Durness Lochs







Location map of Durness Lochs.

Durness is located on the north coast of Sutherland, in the north-west corner of the Scottish mainland. All the lochs lie near to sea level, but given their northerly location, fishing doesn't really get going until late April.

The Durness 'limestone lochs' were formerly offered by the Cape Wrath Hotel, and have a long and renowned angling history. The fishing is now controlled by the Keoldale Sheep Stock Club. Fishing pressure seems to have increased in recent years, but these lochs are still well worth a visit.

There are 4 lochs: Borralie (Borralaidh), Caladail, Croispol and Lanlish, which share similar characteristics: an alkaline limestone source; crystal clear water; generally shallow with a few deep holes; prolific insect and crustacean life; challenging and often difficult fishing; superb quality wild brown trout.

Loch Borralie Brown Trout

The fishing is mainly by boat, but the lochs also offer excellent bank fishing.

Loch Croispol
A small loch, less than 700m long covering 28.5 acres. Croispol is a small loch, less than 700m in length and is relatively sheltered, lying at an elevation of only 14m above sea level. Much of the loch is relatively shallow, 4m or less, but there is a deep hole close to the east shore. Of the 4 lochs, this contains the smallest fish, but still averaging a respectable 1 lb.

Loch Borralie
The largest of the 4 lochs, at just under a mile long with a surface area of approximately 97 acres. There is a large island in the middle of the loch separated from the East bank by a narrow channel. The loch fishes well from a boat, along the shores and across the shallows, but bank fishing is equally productive. Excellent trout averaging 1½ lb, but a few up to 3 lb.

Loch Caladail
My favourite! A good size loch of 62 acres, formed when the outflow was dammed in the 1920s. The result is a loch that is largely shallow, at between 1.5 to 3m in depth, differing from the other lochs in that there are no deep holes.

The water is crystal clear with patches of emergent weed, producing prolific insect and crustacean life. Fishing in bright sunshine during the day, particularly if there is a wind, can be very difficult. This loch fishes the best in the evening, when the sun is down and buzzers and sedges begin to hatch.

Excellent trout, averaging over 2 lb, with a few fish of over 4 lb caught each year.

Loch Borralie Brown Trout

Loch Caladail

Loch Lanlish
The smallest loch lying in a slightly elevated position beside the golf course. A dour loch, generally fished at night. A big fish reputation, averaging over 3 lb, and up to 8 lb, but more likely to frustrate than reward.

As the average size of fish increases, the numbers reduce and the fishing generally gets harder, so Loch Croispol is the most prolific, and although Lanlish produces huge fish, only a few are caught each year.

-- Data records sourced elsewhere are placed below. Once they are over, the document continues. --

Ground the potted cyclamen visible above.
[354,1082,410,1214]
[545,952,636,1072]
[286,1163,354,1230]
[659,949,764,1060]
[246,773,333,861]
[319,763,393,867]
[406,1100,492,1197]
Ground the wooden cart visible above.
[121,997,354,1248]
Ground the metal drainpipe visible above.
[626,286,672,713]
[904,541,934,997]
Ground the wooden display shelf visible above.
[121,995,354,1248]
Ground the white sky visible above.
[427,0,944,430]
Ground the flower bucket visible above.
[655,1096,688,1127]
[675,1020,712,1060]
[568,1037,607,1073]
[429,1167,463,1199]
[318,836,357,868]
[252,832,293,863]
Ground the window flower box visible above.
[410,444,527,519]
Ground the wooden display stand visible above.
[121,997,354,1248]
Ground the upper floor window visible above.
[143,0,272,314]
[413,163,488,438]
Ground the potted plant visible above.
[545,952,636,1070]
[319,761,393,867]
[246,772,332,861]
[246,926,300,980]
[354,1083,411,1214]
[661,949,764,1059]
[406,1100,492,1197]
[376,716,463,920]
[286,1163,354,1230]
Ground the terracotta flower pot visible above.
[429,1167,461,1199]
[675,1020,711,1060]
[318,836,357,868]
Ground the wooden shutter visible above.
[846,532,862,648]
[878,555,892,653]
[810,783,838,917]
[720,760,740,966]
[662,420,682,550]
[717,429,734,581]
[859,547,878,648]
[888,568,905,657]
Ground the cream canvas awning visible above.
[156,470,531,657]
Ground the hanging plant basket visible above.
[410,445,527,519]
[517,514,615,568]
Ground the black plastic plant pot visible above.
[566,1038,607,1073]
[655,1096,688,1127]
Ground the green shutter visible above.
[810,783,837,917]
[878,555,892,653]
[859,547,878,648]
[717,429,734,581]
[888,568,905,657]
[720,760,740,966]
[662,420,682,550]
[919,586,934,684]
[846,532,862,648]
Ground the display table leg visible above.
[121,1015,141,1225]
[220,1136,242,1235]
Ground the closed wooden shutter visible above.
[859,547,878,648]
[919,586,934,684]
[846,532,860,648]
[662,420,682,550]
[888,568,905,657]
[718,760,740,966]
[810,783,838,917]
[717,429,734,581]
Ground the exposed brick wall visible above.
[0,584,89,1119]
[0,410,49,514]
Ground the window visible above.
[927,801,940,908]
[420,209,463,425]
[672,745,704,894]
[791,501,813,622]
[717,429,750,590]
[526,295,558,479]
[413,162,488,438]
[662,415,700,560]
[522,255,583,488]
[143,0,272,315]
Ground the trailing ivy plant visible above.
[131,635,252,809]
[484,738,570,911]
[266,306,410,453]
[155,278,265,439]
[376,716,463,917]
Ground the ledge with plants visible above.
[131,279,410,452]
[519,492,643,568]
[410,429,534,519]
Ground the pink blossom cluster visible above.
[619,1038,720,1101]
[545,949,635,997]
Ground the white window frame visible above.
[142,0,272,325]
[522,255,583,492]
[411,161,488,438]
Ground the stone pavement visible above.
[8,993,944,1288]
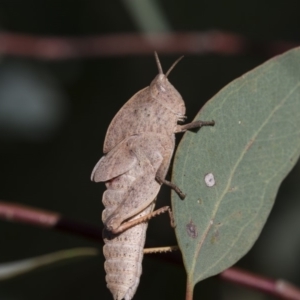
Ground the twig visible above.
[220,268,300,300]
[0,30,299,60]
[0,201,300,300]
[0,201,103,243]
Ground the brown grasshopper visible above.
[91,52,214,300]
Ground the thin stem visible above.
[0,201,300,300]
[185,276,194,300]
[0,201,103,243]
[0,30,299,60]
[220,268,300,300]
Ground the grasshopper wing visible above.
[91,137,137,182]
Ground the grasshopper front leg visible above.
[175,120,215,133]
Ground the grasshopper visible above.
[91,52,214,300]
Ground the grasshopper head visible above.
[150,52,185,119]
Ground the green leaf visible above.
[172,48,300,289]
[0,248,99,281]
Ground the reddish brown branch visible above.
[220,268,300,300]
[0,201,300,300]
[0,201,103,243]
[0,31,298,60]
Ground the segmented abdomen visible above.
[102,170,155,300]
[103,203,154,300]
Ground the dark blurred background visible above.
[0,0,300,300]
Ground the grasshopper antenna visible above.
[154,51,164,74]
[166,55,184,77]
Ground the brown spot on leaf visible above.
[246,139,254,151]
[186,220,198,239]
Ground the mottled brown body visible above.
[92,53,212,300]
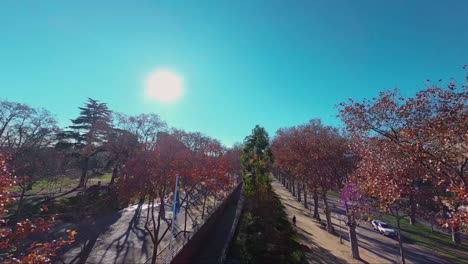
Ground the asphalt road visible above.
[308,192,449,263]
[61,192,213,264]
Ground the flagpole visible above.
[168,175,179,263]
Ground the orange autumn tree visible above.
[0,155,76,264]
[340,74,468,244]
[119,131,228,263]
[272,120,351,233]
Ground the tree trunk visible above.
[314,190,320,220]
[302,184,309,209]
[15,186,26,218]
[409,195,416,225]
[345,202,361,259]
[291,180,296,196]
[109,166,118,185]
[202,190,208,219]
[452,227,461,245]
[397,216,406,264]
[184,197,189,237]
[322,191,335,234]
[78,157,89,187]
[297,181,301,202]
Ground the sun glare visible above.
[145,70,184,103]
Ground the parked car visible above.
[371,220,396,236]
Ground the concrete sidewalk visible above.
[271,178,392,263]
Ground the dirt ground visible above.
[271,178,389,263]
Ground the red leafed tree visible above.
[119,131,229,263]
[0,155,76,264]
[352,138,430,263]
[272,120,351,233]
[340,74,468,243]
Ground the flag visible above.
[172,176,180,220]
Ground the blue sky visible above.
[0,0,468,145]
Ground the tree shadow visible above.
[98,203,149,263]
[64,212,121,264]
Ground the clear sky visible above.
[0,0,468,145]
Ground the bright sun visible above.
[145,70,184,103]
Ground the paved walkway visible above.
[271,178,388,263]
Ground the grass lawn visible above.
[12,173,112,194]
[381,215,468,263]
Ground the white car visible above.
[371,220,396,236]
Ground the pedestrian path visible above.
[271,178,388,263]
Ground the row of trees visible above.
[272,71,468,262]
[0,99,241,263]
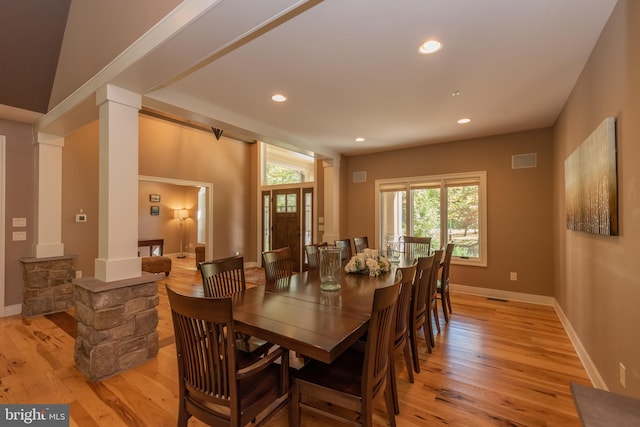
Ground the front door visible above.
[271,188,300,271]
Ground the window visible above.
[376,172,487,266]
[262,144,314,185]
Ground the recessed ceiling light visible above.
[418,40,442,54]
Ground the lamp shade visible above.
[174,209,189,220]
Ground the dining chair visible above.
[353,236,369,254]
[304,242,328,270]
[402,236,431,259]
[389,260,418,415]
[409,255,434,372]
[262,246,292,282]
[199,256,273,354]
[438,243,455,322]
[166,286,289,427]
[333,239,353,261]
[289,274,402,427]
[427,249,444,353]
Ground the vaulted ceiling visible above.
[0,0,616,156]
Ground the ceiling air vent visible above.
[511,153,538,169]
[353,171,367,182]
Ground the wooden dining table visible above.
[233,268,395,363]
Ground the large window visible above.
[376,172,487,266]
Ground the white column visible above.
[34,133,64,258]
[322,157,340,242]
[95,85,142,282]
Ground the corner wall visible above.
[553,0,640,397]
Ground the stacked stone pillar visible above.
[74,273,158,381]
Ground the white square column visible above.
[95,85,142,282]
[34,133,64,258]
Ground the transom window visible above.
[376,171,487,266]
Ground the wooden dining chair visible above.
[409,255,434,372]
[333,239,353,261]
[438,243,456,322]
[402,236,431,259]
[353,236,369,254]
[304,242,328,270]
[389,260,418,415]
[166,286,289,427]
[289,274,402,427]
[199,256,273,354]
[427,249,444,349]
[262,246,293,282]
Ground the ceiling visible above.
[0,0,616,157]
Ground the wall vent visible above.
[353,171,367,182]
[511,153,538,169]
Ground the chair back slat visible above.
[262,247,292,282]
[167,287,236,407]
[200,256,247,298]
[402,236,431,259]
[333,239,353,261]
[353,236,369,254]
[362,272,402,401]
[393,261,418,347]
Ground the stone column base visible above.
[74,272,159,381]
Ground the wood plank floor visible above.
[0,259,590,427]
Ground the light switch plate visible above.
[13,231,27,241]
[12,218,27,227]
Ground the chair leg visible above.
[440,292,450,323]
[384,384,396,427]
[289,381,301,427]
[402,337,414,384]
[389,357,400,415]
[409,328,420,374]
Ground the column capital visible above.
[96,84,142,110]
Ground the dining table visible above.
[233,266,395,363]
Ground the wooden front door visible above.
[271,188,300,271]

Tactics for the main 3 lochs usually depend on the weather conditions. In calm conditions or light winds, surface dry fly (buzzers), nymphs or emergers will likely be most successful, in medium winds and a light to medium wave, traditional Scottish wet fly tactics will probably work best.

Strong winds are not desirable as petrol outboards are not allowed, and as on most Highland wild brown trout fisheries, in combination with bright blue skies, prospects will be poor.